Kruiko uses different impressions of nature and the surroundings of the authors life; it paints some sort of real, cruel event, a thing, an act or his tragical, unpleasant, horrifying and saddening consequence. Kruiko avoids metaphors and is written in a simplistic, un-decorative, un-repetitional, un-rhythmical and un-poetical way.

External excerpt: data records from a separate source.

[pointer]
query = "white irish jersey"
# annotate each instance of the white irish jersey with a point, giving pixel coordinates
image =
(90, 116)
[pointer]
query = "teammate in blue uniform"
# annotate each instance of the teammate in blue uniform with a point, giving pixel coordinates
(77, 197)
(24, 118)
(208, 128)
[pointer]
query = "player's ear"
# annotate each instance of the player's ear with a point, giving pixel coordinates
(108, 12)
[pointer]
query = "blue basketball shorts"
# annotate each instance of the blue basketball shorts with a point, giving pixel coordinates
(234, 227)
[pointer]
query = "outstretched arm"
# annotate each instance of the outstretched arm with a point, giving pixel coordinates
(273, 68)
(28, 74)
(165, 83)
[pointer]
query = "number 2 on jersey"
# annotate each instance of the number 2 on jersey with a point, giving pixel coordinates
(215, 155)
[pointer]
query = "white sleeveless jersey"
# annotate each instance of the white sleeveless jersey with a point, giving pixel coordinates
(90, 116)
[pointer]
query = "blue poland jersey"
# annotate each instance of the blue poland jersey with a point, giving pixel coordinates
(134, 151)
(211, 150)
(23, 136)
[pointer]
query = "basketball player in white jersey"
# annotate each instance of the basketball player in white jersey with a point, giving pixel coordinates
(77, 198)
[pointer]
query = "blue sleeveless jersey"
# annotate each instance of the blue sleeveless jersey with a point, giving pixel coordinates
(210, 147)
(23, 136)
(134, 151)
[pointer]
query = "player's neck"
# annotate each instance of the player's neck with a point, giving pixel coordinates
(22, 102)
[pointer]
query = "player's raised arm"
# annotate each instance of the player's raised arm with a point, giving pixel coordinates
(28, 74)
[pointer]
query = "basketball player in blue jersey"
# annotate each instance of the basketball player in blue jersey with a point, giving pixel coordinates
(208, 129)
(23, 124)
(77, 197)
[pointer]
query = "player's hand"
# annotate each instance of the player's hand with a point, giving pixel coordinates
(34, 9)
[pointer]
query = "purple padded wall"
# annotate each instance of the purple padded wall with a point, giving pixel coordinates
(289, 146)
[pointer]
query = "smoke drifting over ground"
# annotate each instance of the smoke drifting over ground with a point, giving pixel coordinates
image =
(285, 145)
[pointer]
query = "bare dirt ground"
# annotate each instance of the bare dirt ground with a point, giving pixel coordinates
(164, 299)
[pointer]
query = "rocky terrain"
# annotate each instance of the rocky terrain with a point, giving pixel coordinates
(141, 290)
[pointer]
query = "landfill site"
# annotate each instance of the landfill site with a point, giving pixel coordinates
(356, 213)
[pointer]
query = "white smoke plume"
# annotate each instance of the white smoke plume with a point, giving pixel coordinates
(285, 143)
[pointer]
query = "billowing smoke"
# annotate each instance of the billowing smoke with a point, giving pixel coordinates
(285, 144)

Kruiku quests towards a realistic presentation of problems, troubles, plights and the whole community of our civilization. As the haiku-teller expects that the reader lives his perception of nature and its surroundings, the author of kruiku, with his picturesque event, act and consequence, wants to awaken a sense of helplessness, resistance, sadness, plight, mercy, protest and forces a reader to became engaged. The reader is forced to be conscious that the world isn't beatiful, but change is in place:
Baby crying
hugging whats-left
of his mother.
Yoda
Sometimes an author pictures that the perception of the cruel world and resignation at the helplessness is a part of our reality:
Doggy at the road
his stretchéd tongue hanging
in his own brains
Yoda
Deviations with the structure are allowed, if with the adding and subtracting of syllables is achieved a greater message:
Traffic accident has 6
among the quashéd bodies 7
no drunkard of blamé. 6
It is not necessary that the kruiku is real, that the author has seen it, met it and lived it.
It can arise in the authors imagination, at watching the telly, at reading the paper and so on...but it has to be real:
In the pond the small boy
an arrow in the naked back
swims a swim of death
yoda
As kruiku talks a lot of actual events we can add places and dates...
The first who looked upon a chance kruiku overcoming hauku, named it so and introduced it to the slovenian lyrical genre, is a member of
www.pesem.si - Mark Many a.k.a. Yoda.